Ha in serbo un dono, per lei: il dono, di un’acqua viva... «Se qualcuno ha sete, venga a me, e beva, chi crede in me!», lo sentiremo gridare, più tardi, nel Tempio di Gerusalemme (“Gv 7,37”)... L’acqua è essenziale, per ogni tipo di vita, e appare tanto più preziosa, in ambienti aridi, come nella Palestina! Quella, che Gesù vuole donare, è un’acqua “viva”, a simboleggiare la rivelazione di un Dio, che è Padre, ed è amore, lo Spirito Santo, la vita Divina, che egli è venuto a portare! Tutto quanto, egli dona, è vivo, e per la vita: lui stesso, è il pane “vivo” (cfr. “Gv 6,51ss.”); è la Parola, che dà la vita (cfr. “Gv 5,25”): è, semplicemente, la Vita (cfr. “Gv 11,25-26”)... Sulla Croce, ci dirà ancora Giovanni, che ne era testimone, quando uno dei soldati gli colpì il fianco, con la lancia, «subito, ne uscì sangue, e acqua» (“Gv 19,34”): è il dono estremo, e totale, di sé!
Ma, Gesù, non impone... Non la rimprovera, neppure per la sua convivenza irregolare! Lui, che tutto può dare, chiede, perché, realmente, ha bisogno del dono di lei...

“Dammi da bere!”.

Chiede, perché è stanco: ha sete! Lui, il Signore della vita, si fa mendicante, senza nascondere la sua reale umanità...
Chiede, anche perché sa che, se l’altra dona, ella potrà aprirsi, più facilmente, ed essere pronta, ad accogliere, a sua volta!

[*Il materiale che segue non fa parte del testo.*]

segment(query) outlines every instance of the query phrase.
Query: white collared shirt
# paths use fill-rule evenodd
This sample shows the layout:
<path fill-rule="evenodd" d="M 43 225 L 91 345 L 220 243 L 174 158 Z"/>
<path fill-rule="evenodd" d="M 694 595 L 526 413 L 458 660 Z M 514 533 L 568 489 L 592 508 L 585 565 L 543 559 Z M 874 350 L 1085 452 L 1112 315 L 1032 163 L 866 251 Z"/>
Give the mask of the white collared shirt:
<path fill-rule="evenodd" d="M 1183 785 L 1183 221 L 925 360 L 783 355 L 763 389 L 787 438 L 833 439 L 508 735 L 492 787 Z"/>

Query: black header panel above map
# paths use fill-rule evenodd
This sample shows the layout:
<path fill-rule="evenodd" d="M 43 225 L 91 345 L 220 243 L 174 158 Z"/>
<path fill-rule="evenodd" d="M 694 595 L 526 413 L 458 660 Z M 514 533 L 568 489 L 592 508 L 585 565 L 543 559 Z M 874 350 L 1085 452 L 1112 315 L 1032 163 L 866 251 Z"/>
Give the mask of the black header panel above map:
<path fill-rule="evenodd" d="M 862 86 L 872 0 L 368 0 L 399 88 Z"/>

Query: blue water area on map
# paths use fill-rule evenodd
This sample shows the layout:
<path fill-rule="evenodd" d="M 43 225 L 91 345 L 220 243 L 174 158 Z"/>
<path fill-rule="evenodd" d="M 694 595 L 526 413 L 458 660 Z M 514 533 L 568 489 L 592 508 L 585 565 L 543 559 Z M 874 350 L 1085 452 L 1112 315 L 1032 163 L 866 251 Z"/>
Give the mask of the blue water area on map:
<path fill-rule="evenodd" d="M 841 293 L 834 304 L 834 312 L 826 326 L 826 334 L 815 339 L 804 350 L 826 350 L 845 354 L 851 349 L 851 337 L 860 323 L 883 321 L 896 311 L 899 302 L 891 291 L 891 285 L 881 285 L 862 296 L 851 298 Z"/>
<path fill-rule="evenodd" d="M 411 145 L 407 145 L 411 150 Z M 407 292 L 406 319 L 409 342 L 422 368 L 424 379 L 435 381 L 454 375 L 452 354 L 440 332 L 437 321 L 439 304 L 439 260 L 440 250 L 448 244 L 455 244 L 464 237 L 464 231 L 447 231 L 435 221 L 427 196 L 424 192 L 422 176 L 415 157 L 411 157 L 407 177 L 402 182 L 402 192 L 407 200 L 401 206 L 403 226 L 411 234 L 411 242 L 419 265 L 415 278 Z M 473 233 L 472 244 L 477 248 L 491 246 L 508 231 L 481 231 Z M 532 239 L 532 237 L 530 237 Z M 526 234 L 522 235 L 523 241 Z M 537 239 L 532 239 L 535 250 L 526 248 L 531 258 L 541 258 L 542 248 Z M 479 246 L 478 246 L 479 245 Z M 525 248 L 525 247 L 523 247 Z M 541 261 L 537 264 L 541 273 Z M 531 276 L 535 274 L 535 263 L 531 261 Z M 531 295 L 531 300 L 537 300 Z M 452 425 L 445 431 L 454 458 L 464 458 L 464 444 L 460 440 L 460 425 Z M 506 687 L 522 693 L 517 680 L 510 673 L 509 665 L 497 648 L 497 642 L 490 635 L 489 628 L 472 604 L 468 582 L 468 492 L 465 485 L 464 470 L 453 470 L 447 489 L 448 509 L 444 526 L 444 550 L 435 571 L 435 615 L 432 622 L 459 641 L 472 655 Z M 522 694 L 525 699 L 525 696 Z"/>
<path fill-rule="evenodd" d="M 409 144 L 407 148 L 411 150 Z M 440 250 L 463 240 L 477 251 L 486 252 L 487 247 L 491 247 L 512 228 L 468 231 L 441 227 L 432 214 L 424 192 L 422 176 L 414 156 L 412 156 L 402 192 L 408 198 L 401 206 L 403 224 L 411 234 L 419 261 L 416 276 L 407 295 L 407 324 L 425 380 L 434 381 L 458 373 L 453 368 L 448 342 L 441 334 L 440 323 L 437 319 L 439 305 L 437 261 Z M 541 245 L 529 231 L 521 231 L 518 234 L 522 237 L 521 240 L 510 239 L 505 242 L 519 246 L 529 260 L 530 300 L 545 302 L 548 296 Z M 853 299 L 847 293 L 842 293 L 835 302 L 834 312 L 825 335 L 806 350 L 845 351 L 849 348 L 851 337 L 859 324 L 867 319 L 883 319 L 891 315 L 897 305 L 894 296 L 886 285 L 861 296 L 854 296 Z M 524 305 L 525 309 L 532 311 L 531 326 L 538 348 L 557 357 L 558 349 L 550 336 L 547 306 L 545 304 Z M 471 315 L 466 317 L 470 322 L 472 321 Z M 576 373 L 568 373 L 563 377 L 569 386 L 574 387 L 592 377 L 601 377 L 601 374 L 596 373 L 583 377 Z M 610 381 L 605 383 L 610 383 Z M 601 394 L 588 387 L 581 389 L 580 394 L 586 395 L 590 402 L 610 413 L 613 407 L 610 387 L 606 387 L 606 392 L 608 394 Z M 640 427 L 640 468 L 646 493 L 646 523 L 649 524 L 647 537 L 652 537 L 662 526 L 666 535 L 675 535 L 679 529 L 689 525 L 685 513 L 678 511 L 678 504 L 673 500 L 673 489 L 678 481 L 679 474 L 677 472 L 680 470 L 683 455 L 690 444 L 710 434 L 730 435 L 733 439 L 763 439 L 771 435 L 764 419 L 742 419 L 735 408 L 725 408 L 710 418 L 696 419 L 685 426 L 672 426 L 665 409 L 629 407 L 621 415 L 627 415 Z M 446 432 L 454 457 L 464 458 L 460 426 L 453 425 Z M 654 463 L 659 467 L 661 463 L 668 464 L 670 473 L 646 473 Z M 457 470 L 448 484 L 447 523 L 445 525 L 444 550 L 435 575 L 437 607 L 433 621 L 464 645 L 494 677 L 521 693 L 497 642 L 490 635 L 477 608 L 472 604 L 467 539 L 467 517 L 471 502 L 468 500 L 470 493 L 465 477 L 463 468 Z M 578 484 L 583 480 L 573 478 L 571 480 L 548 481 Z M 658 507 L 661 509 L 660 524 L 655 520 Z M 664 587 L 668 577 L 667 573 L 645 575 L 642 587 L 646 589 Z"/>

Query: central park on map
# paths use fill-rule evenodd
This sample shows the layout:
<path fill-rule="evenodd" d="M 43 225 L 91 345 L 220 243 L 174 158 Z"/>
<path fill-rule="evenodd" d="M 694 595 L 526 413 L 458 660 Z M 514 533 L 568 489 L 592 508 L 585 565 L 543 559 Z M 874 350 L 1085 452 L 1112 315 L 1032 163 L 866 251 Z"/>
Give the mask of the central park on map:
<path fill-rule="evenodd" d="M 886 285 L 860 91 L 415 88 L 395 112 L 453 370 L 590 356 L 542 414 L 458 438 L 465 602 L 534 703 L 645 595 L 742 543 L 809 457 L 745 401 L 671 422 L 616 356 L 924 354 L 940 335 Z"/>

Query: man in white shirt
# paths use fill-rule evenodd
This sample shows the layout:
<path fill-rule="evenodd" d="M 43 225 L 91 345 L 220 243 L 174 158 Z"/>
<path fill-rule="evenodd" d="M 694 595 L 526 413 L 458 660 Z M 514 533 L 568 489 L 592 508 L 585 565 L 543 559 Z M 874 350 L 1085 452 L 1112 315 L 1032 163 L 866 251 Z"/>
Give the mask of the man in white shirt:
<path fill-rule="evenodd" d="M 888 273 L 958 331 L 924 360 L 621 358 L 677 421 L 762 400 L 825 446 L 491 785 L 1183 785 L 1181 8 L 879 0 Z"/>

Da questa richiesta, inizia un colloquio, fatto di argomentazioni, fraintendimenti, approfondimenti, al termine del quale Gesù può rivelare la propria identità... Il dialogo ha fatto crollare le barriere di difesa, e ha portato alla scoperta della verità: l’acqua, che egli è venuto a portare! La donna lascia ciò che, in quel momento, ha, di più prezioso, la sua brocca, perché ha trovato ben altra ricchezza, e corre in città, per iniziare, a sua volta, un dialogo, con i vicini! Anche lei non impone, ma narra l’accaduto, comunica la propria esperienza, e pone l’interrogativo, sulla persona incontrata, che le ha chiesto...

“Dammi da bere!”.

In questa pagina, di Vangelo, mi pare di cogliere un insegnamento, per il dialogo Ecumenico, di cui, ogni anno, in questo mese, ci viene ricordata l’urgenza! La “Settimana di Preghiera per l’Unità dei Cristiani” ci fa prendere coscienza della divisione scandalosa, tra le Chiese, che continua, da troppi anni, e ci invita ad accelerare i tempi, di una comunione profonda, che superi ogni barriera, così come Gesù ha superato le fratture, tra Giudei, e Samaritani!

Quella, tra Cristiani, è soltanto una delle tante disunità, che ci lacerano, negli ambiti più vari, fatte di malintesi, dissidi in famiglia, o nel condominio, tensioni sul lavoro, rancori verso gli immigrati... Le barriere che, spesso, ci dividono, possono essere di tipo sociale, politico, Religioso o, semplicemente, frutto di diverse abitudini culturali, che non sappiamo accettare! Sono quelle, che scatenano i conflitti, tra Nazioni, ed etnie, ma anche l’ostilità, nel nostro quartiere! Non potremmo, come Gesù, aprirci all’altro, superando diversità, e pregiudizi? Perché non ascoltare, al di là dei modi, con cui può essere formulata, la richiesta di comprensione, di aiuto, di un po’ di attenzione? Anche in chi è di parte avversa, o di altra estrazione culturale, Religiosa, sociale, si nasconde un Gesù, che si rivolge a noi, e ci chiede...

“Dammi da bere!”.

Viene spontaneo, ricordare un’altra parola, simile, di Gesù, pronunciata sulla Croce, sempre testimoniata dal Vangelo di Giovanni: «Ho sete!» (“Gv 19,28”). È la necessità primordiale, espressione di ogni altra necessità... In ogni persona bisognosa, disoccupata, sola, straniera, sia pure di un altro “Credo”, o convinzione Religiosa, sia pure ostile, possiamo riconoscere Gesù, che ci dice: “Ho sete!”, e che ci chiede: “Dammi da bere!”. Basta offrire un bicchiere d’acqua, dice il Vangelo, per averne una ricompensa (cfr. “Mt 10,42”): per avviare quel dialogo, che ricompone la fraternità!

Anche noi, a nostra volta, possiamo esprimere le nostre necessità, senza vergognarci di “avere sete”, e chiedere, a nostra volta: “Dammi da bere!”. Potrà, così, iniziare un dialogo sincero, e una comunione concreta, senza paura della diversità, del rischio della condivisione del nostro pensiero, e dell’accoglienza di quello dell’altro... Facendo leva, soprattutto, sulle potenzialità di chi abbiamo di fronte, sui suoi valori presenti, anche se nascosti, come ha fatto Gesù, che ha saputo riconoscere, nella donna, qualcosa, che lui non poteva fare: attingere acqua!